WARSAW, Poland — When plans were announced in October for the beatification of Cardinal Stefan Wyszynski, fresh tributes poured in for the man who steered Poland’s Catholic Church through dark years of communist rule.

The former primate will be declared blessed — a step on the way to sainthood — June 7 at an open-air Mass in Warsaw. While supporters are recalling his personal strength in defending the church against relentless opponents, they also are stressing his sanctity as a figure of prayer and devotion.

“We must see him not just as a statesman who led church and society, like Moses, through the red sea of communism, but also as a fervent believer in God who served people,” said Capuchin Father Gabriel Bartoszewski, vice postulator of the cardinal’s process.

“He was widely admired as a saint at his death, with noble, heroic qualities obvious to those around him,” Bartoszewski added.

Born Aug. 3, 1901, in Zuzela, Poland, Stefan Wyszynski was ordained in 1924, serving as a chaplain to Poland’s underground Home Army, the AK, under wartime German occupation.

He was named bishop of Lublin by Pope Pius XII in 1946, becoming the country’s youngest prelate, and was elevated to archbishop of Warsaw-Gniezno two years later.

Raised to cardinal in 1953, three years after signing a controversial “understanding” with the communist regime, he was forcibly prevented from receiving his red hat until 1957.

Wyszynski died May 28, 1981, during strikes by the Solidarity movement, and his Warsaw funeral was attended by tens of thousands of Catholics in a show of anti-communist defiance.

Earlier this fall, the president of the Polish bishops’ conference, Archbishop Stanislaw Gadecki of Poznan, said Wyszynski had “never held back from proclaiming the Gospel and recalling the truth, even at risk to his freedom and life” during 33 years as Poland’s primate.

Cardinal Kazimierz Nycz of Warsaw told Poland’s Catholic Information Agency, KAI, that Wyszynski’s teachings remained a “clear and transparent reference point” for older Poles but could also be seen as “relevant and timeless” at a new time of deep social divisions.

Bartoszewski said he thinks “undimmed spirit of resistance and hopefulness” shown during Wyszynski’s imprisonment were key to understanding his saintly qualities.

“Despite the hardships inflicted on him, he was still able to greet his guards and those watching him, always maintaining his dignity as a priest and bishop, and practicing the Christian virtues of faith, hope and love,” he told Catholic News Service.

“This courageous testimony enabled him to talk to his persecutors and clarify many things. While the communists went on harassing him, they also relied on his stature and integrity.”

Freed in October 1956, when Poland’s new communist ruler, Wladyslaw Gomulka, hoped the church would help calm industrial discontent, Wyszynski resumed his defense of Catholic rights, but also reached a new deal with the regime two months later, allowing freer church appointments, some religious teaching and 10 Catholic seats in the State Assembly.

Although allowed to attend the Second Vatican Council from 1962 to 1965, Wyszynski was constantly shadowed by Poland’s secret police and monitored by the Soviet Union’s KGB. He criticized Vatican attempts to use diplomacy with Eastern Europe’s regimes and dashed the hopes of some Catholic groups who hoped to modify communism by “working within the system.”
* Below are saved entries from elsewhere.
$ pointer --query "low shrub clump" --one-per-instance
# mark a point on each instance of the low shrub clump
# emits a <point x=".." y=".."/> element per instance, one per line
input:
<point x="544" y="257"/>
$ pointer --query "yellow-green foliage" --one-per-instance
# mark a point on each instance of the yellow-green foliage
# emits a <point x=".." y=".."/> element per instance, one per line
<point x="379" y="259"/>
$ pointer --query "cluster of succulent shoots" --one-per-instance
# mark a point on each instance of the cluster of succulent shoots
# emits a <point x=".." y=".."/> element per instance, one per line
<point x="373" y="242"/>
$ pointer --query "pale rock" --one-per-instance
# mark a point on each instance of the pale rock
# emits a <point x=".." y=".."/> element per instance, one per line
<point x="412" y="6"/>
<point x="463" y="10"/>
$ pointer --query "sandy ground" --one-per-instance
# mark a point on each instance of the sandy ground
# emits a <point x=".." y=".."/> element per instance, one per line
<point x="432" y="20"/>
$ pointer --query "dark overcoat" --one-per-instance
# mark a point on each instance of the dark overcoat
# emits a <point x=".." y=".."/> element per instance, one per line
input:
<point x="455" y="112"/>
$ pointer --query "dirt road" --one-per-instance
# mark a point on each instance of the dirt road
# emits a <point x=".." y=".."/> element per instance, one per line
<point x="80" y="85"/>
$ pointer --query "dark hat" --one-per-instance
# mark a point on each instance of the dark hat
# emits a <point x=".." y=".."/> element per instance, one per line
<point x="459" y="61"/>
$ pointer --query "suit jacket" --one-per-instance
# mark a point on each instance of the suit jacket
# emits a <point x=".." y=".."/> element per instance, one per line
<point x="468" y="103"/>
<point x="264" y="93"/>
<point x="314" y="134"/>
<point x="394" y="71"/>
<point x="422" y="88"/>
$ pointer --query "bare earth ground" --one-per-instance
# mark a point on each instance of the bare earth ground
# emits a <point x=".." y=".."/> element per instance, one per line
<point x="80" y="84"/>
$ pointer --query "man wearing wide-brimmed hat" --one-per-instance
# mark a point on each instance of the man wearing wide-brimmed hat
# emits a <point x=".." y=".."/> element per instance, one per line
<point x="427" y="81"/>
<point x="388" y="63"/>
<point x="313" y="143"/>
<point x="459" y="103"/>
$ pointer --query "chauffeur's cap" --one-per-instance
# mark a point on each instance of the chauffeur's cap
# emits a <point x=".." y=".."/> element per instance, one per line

Yet he remained open to patient negotiations and left a detailed record of his thoughts and actions in counseling against militancy and violence at times of unrest.

Following his October 1978 election to the papacy, having weathered communist attempts to sow tensions between them, St. John Paul paid tribute to Wyszynski’s faith and endurance “in face of prison and suffering,” telling the primate there would have been “no Polish pope in the see of Peter” without him.

The Vatican in September confirmed a miracle to his intercession: The inexplicable recovery of a dying 19-year-old Polish cancer patient in 1988.

Historian Jan Zaryn told CNS he hoped the June beatification would encourage new interest in Wyszynski among younger Poles, but also offer “important insights” to the church outside Poland on “what it means to be European” and how to “combine openness to others with pride in one’s own inheritance.”